File metadata and controls

713 lines (542 loc) · 24.4 KB

Network Configuration

{pve} is using the Linux network stack. This provides a lot of flexibility on how to set up the network on the {pve} nodes. The configuration can be done either via the GUI, or by manually editing the file /etc/network/interfaces, which contains the whole network configuration. The interfaces(5) manual page contains the complete format description. All {pve} tools try hard to keep direct user modifications, but using the GUI is still preferable, because it protects you from errors.

A Linux bridge interface (commonly called 'vmbrX') is needed to connect guests to the underlying physical network. It can be thought of as a virtual switch which the guests and physical interfaces are connected to. This section provides some examples on how the network can be set up to accommodate different use cases like redundancy with a 'bond', 'vlans' or 'routed' and 'NAT' setups.

The Software Defined Network is an option for more complex virtual networks in {pve} clusters.

Warning
It’s discouraged to use the traditional Debian tools ifup and ifdown if unsure, as they have some pitfalls like interrupting all guest traffic on ifdown vmbrX but not reconnecting those guest again when doing ifup on the same bridge later.

Apply Network Changes

{pve} does not write changes directly to /etc/network/interfaces. Instead, we write into a temporary file called /etc/network/interfaces.new, this way you can do many related changes at once.
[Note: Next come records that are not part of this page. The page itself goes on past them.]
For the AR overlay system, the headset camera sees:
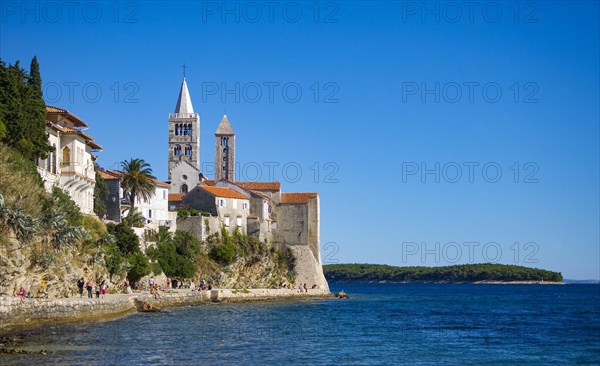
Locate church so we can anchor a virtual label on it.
[168,75,329,291]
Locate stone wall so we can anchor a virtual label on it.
[0,289,332,332]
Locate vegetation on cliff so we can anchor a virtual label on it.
[323,263,563,282]
[0,57,50,159]
[0,58,295,297]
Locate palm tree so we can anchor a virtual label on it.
[121,159,156,226]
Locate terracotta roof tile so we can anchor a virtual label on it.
[151,179,171,187]
[198,185,248,200]
[235,182,281,191]
[279,192,319,203]
[100,170,120,180]
[46,105,69,113]
[169,193,185,202]
[100,170,171,188]
[46,105,88,127]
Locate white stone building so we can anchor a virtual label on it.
[37,106,102,214]
[100,170,177,233]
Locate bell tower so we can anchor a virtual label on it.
[168,74,200,193]
[215,115,235,182]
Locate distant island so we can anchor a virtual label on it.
[323,263,563,283]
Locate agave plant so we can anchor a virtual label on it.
[0,196,39,241]
[41,193,86,249]
[123,210,145,227]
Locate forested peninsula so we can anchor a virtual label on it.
[323,263,563,283]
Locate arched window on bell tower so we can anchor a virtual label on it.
[62,146,71,164]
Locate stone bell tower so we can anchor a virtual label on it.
[215,115,235,182]
[169,75,200,193]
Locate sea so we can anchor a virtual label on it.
[0,283,600,366]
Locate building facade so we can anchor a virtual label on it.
[100,170,177,231]
[215,115,235,182]
[169,80,329,290]
[37,106,102,214]
[168,77,200,193]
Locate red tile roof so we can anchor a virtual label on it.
[198,185,248,200]
[169,193,185,202]
[235,182,281,191]
[279,192,319,203]
[100,170,121,180]
[46,105,88,127]
[150,179,171,188]
[100,170,171,188]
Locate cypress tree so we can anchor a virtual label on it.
[24,56,50,158]
[0,57,50,159]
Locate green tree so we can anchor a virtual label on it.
[127,252,150,284]
[209,226,237,265]
[121,159,156,223]
[148,228,200,278]
[0,57,51,159]
[94,165,108,216]
[104,243,125,277]
[106,223,140,255]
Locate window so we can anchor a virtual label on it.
[63,146,71,164]
[50,145,56,174]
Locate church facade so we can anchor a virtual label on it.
[169,77,329,291]
[168,78,200,194]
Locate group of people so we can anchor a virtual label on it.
[298,283,318,293]
[195,279,212,291]
[15,287,27,301]
[77,277,108,299]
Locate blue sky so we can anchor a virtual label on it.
[0,1,600,279]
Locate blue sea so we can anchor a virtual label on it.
[0,283,600,366]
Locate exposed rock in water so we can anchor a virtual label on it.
[0,232,112,299]
[335,291,350,299]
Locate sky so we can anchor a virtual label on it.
[0,1,600,280]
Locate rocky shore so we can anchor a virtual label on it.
[0,289,333,333]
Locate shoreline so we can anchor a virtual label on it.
[0,289,334,335]
[327,279,567,285]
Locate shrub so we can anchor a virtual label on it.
[106,222,140,254]
[127,252,150,284]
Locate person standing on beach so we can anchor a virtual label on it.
[87,280,94,299]
[77,277,85,297]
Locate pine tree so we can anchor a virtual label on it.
[0,57,50,159]
[24,56,51,158]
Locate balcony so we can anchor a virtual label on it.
[169,113,198,118]
[158,220,172,227]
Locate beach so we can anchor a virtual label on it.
[0,289,333,333]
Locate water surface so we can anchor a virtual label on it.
[0,284,600,366]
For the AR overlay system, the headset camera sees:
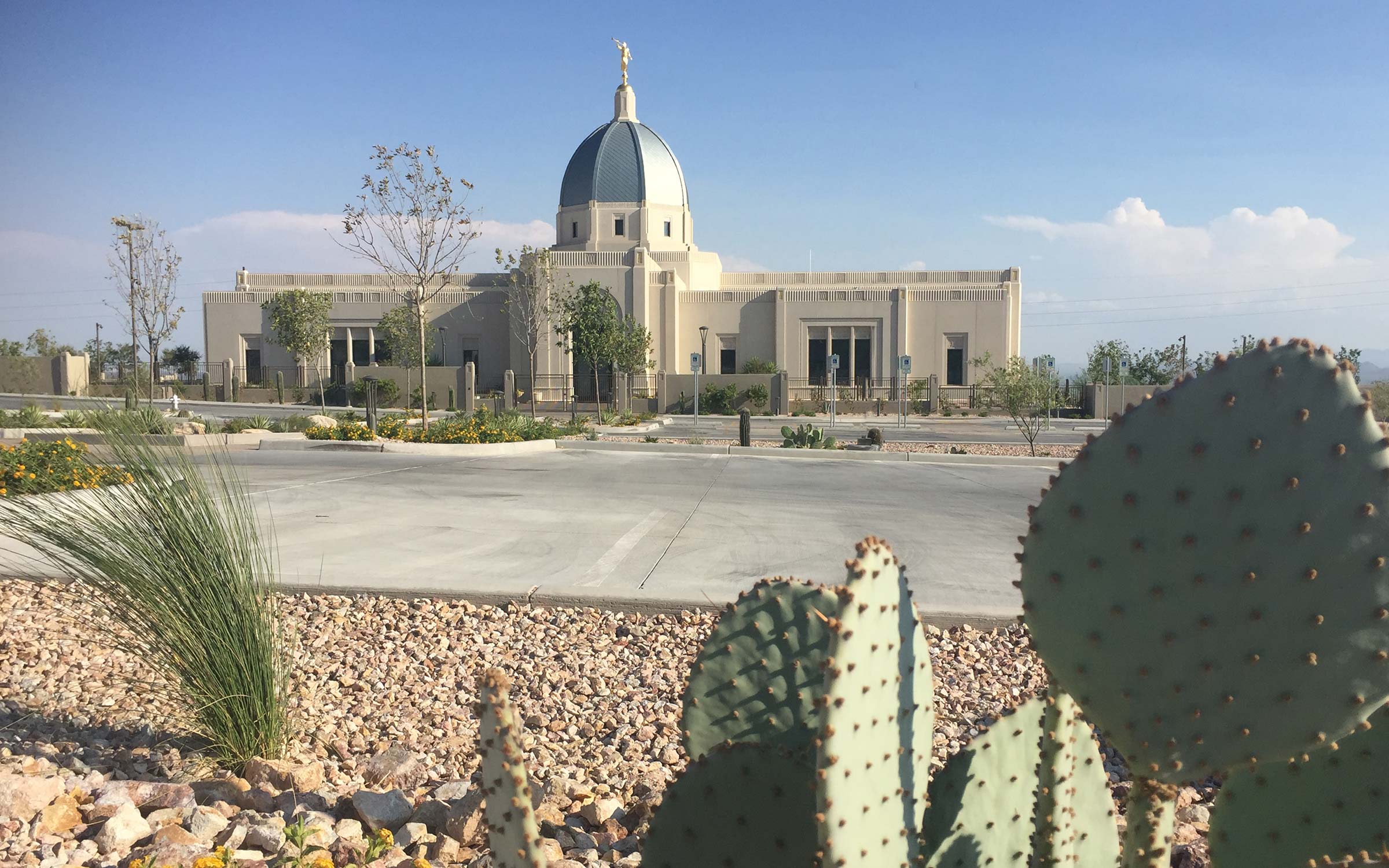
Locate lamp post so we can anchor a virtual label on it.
[111,216,146,389]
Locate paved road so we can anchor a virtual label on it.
[219,450,1048,618]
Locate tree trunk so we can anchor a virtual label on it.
[416,300,431,431]
[531,350,535,420]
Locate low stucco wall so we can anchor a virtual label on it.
[1081,383,1171,420]
[0,353,89,395]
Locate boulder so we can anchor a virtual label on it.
[38,793,82,836]
[91,781,197,816]
[362,744,429,790]
[351,790,411,840]
[0,775,63,822]
[96,801,153,855]
[443,793,487,847]
[246,757,324,793]
[188,806,230,844]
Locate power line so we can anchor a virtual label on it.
[1022,278,1389,307]
[1024,301,1389,329]
[1028,289,1389,317]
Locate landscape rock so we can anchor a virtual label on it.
[362,744,429,790]
[351,789,408,840]
[36,793,82,836]
[246,757,324,793]
[0,775,63,822]
[188,806,230,844]
[96,801,153,855]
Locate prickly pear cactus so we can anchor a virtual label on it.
[1021,341,1389,782]
[817,536,934,865]
[681,579,839,757]
[1210,700,1389,865]
[476,670,546,868]
[923,692,1119,868]
[642,744,815,868]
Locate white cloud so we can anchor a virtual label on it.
[718,253,771,271]
[985,196,1354,274]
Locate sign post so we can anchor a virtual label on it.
[897,355,911,428]
[829,353,839,428]
[1100,355,1111,428]
[690,353,700,428]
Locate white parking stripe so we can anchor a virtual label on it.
[576,508,666,587]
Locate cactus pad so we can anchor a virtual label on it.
[817,538,934,867]
[681,579,839,757]
[1032,687,1119,867]
[923,692,1119,868]
[1021,340,1389,782]
[642,744,815,868]
[476,670,546,868]
[1210,711,1389,865]
[921,698,1043,868]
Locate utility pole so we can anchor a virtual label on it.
[111,216,146,389]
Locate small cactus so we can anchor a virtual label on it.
[476,670,546,868]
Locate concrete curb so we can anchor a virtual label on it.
[268,580,1021,629]
[257,435,556,458]
[556,440,1060,466]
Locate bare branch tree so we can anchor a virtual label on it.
[333,145,478,429]
[107,215,183,406]
[497,244,556,418]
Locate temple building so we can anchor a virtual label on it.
[203,52,1022,410]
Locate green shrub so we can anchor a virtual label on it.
[304,422,376,440]
[699,383,737,415]
[747,383,771,410]
[0,414,289,774]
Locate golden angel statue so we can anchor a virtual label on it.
[612,36,632,84]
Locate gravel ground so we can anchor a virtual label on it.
[0,582,1212,868]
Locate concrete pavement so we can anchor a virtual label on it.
[235,450,1049,621]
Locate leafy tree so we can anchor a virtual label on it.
[497,244,556,418]
[973,354,1050,455]
[337,145,478,431]
[554,281,622,417]
[107,216,183,406]
[1336,346,1360,383]
[612,315,656,395]
[376,306,424,410]
[261,289,333,413]
[160,343,203,379]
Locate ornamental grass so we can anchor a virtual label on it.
[0,414,289,771]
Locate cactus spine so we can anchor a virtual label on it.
[476,670,546,868]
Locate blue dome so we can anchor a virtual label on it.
[560,121,689,208]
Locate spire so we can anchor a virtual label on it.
[612,84,636,121]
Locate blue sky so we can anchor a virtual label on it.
[0,3,1389,360]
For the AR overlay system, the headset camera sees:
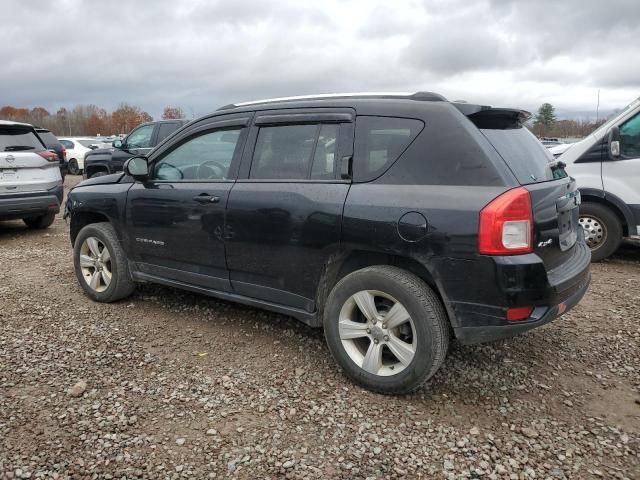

This also allows to ensure your changes are correct before applying, as a wrong network configuration may render a node inaccessible.

Live-Reload Network with ifupdown2

With the recommended 'ifupdown2' package (default for new installations since {pve} 7.0), it is possible to apply network configuration changes without a reboot. If you change the network configuration via the GUI, you can click the 'Apply Configuration' button. This will move changes from the staging interfaces.new file to /etc/network/interfaces and apply them live.

If you made manual changes directly to the /etc/network/interfaces file, you can apply them by running ifreload -a

Note
If you installed {pve} on top of Debian, or upgraded to {pve} 7.0 from an older {pve} installation, make sure 'ifupdown2' is installed: apt install ifupdown2

Reboot Node to Apply

Another way to apply a new network configuration is to reboot the node. In that case the systemd service pvenetcommit will activate the staging interfaces.new file before the networking service will apply that configuration.

Naming Conventions

We currently use the following naming conventions for device names:

  • Ethernet devices: en*, systemd network interface names. This naming scheme is used for new {pve} installations since version 5.0.

  • Ethernet devices: eth[N], where 0 ≤ N (eth0, eth1, …​) This naming scheme is used for {pve} hosts which were installed before the 5.0 release. When upgrading to 5.0, the names are kept as-is.

  • Bridge names: Commonly vmbr[N], where 0 ≤ N ≤ 4094 (vmbr0 - vmbr4094), but you can use any alphanumeric string that starts with a character and is at most 10 characters long.

  • Bonds: bond[N], where 0 ≤ N (bond0, bond1, …​)

  • VLANs: Simply add the VLAN number to the device name, separated by a period (eno1.50, bond1.30)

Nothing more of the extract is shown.